FJ: Pode ler-se no site da VdA que possui "uma longa experiência na área de M&A". Pode contar-nos em que é que esta área consiste e falar-nos da sua experiência enquanto advogada de M&A?
SB: A área de M&A, ou Mergers and Aquisitions, tem uma vocação essencialmente transacional e uma experiência em operações de fusões e aquisições. Aqui na VdA, o nosso portfólio de clientes inclui empresas e investidores internacionais e nacionais de várias ordens e naturezas. Participei ao longo dos anos em transações em setores chave como a banca, energia, as infraestruturas, a saúde, as comunicações e tecnologia. A atividade da área de M&A centra-se essencialmente em processos de aquisição e venda de empresas, fusões, cisões, joint ventures, parcerias, privatizações, reorganizações societárias, restruturações e ofertas públicas de aquisição e de venda.
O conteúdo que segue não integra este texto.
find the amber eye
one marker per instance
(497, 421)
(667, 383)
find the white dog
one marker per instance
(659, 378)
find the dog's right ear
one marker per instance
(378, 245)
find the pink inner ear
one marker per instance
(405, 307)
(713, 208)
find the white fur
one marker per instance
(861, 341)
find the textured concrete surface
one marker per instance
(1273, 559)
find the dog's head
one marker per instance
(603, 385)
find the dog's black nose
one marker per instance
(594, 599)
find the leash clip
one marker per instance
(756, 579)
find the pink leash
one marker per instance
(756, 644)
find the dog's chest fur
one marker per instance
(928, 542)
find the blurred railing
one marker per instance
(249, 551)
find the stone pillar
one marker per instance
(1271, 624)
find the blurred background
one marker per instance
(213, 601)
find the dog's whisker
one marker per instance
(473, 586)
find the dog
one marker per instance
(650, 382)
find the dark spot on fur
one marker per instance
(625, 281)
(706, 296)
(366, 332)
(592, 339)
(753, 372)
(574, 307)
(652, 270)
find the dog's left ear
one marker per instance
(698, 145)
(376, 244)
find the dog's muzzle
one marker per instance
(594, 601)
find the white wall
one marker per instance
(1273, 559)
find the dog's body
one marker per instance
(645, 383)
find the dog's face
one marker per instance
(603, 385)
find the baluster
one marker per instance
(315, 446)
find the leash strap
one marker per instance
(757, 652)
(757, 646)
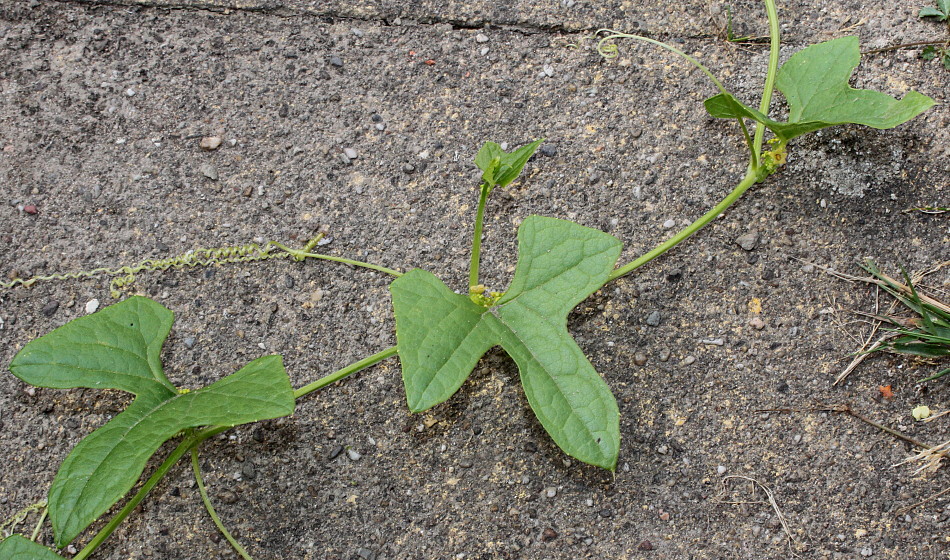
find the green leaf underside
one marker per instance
(441, 335)
(119, 348)
(815, 84)
(16, 547)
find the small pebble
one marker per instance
(50, 308)
(228, 497)
(209, 171)
(748, 241)
(210, 143)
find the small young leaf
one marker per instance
(500, 168)
(119, 348)
(16, 547)
(488, 159)
(815, 84)
(513, 163)
(441, 335)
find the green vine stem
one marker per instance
(195, 438)
(609, 50)
(214, 515)
(758, 169)
(125, 275)
(179, 452)
(348, 370)
(485, 190)
(749, 180)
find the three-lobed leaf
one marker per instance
(119, 348)
(500, 168)
(16, 547)
(815, 84)
(441, 335)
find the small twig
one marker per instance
(904, 46)
(862, 354)
(907, 509)
(771, 500)
(846, 409)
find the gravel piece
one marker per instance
(209, 171)
(748, 241)
(92, 305)
(50, 308)
(210, 143)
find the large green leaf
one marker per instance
(815, 84)
(441, 335)
(119, 348)
(16, 547)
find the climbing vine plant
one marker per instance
(441, 333)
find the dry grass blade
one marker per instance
(770, 499)
(931, 458)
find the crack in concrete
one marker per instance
(281, 11)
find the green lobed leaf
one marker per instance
(16, 547)
(119, 348)
(441, 335)
(815, 84)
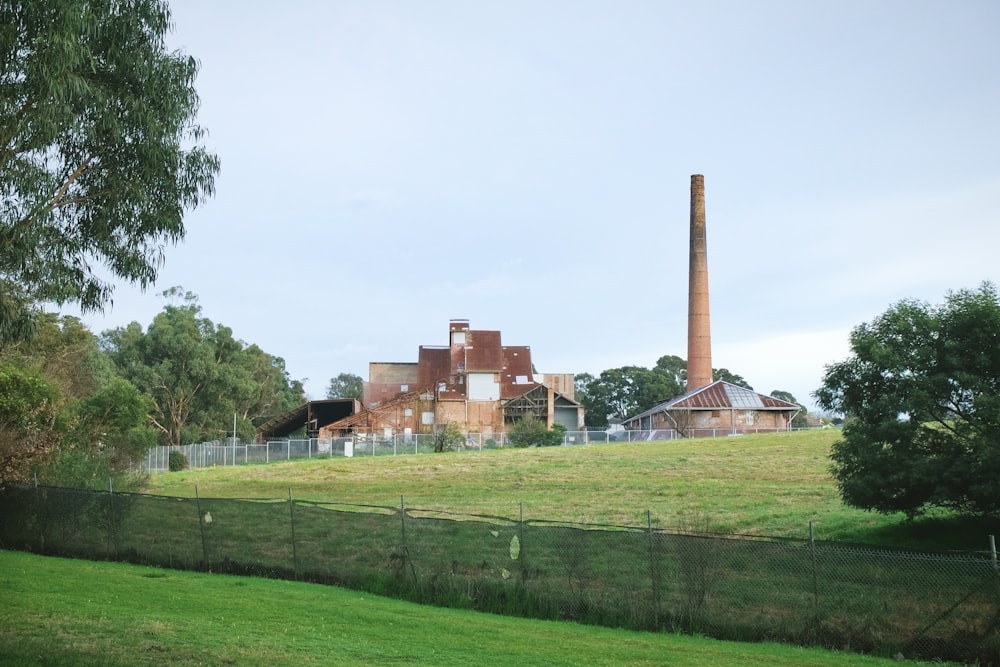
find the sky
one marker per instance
(390, 165)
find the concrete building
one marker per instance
(474, 381)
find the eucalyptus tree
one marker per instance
(99, 151)
(65, 414)
(920, 394)
(198, 375)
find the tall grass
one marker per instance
(65, 613)
(774, 484)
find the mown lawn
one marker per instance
(69, 613)
(772, 484)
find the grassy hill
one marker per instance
(772, 484)
(66, 613)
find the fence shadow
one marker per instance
(841, 596)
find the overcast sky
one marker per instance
(390, 165)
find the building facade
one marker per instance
(474, 381)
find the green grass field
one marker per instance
(755, 485)
(69, 613)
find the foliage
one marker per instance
(94, 425)
(618, 393)
(98, 160)
(198, 376)
(28, 428)
(530, 431)
(921, 400)
(176, 461)
(448, 438)
(345, 385)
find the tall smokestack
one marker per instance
(699, 326)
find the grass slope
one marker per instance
(62, 613)
(771, 484)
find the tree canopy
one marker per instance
(920, 394)
(98, 151)
(199, 376)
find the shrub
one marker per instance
(448, 437)
(176, 461)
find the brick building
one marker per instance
(474, 381)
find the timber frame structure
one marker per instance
(475, 382)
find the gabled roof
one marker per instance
(321, 412)
(721, 395)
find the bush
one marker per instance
(448, 437)
(176, 461)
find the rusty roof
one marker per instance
(721, 395)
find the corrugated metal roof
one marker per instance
(720, 395)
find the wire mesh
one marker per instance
(843, 596)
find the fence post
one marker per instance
(520, 544)
(812, 552)
(111, 514)
(295, 556)
(654, 573)
(402, 521)
(201, 525)
(993, 558)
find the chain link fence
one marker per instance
(217, 453)
(842, 596)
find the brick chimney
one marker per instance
(699, 326)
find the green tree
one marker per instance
(28, 416)
(91, 422)
(345, 385)
(920, 394)
(98, 150)
(199, 375)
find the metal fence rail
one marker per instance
(848, 597)
(217, 453)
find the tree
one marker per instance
(98, 154)
(66, 414)
(345, 385)
(921, 399)
(199, 375)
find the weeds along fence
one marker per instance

Trabalhamos em conjunto com as várias competências da firma e asseguramos, através de uma abordagem integrada dessas valências e expertise setorial (nomeadamente em matéria fiscal, financeira, regulatória, concorrência, laboral e propriedade industrial, entre outras), o desenho de soluções inovadoras orientadas para os objetivos e resultados do cliente. Temos sempre em conta as especificidades do respetivo assunto.
FJ: O seu trabalho prende-se com a implementação da Inteligência Artificial e da inovação digital por parte das firmas de advogados. Como é trilhar este caminho digital numa firma tão relevante e importante como a VdA?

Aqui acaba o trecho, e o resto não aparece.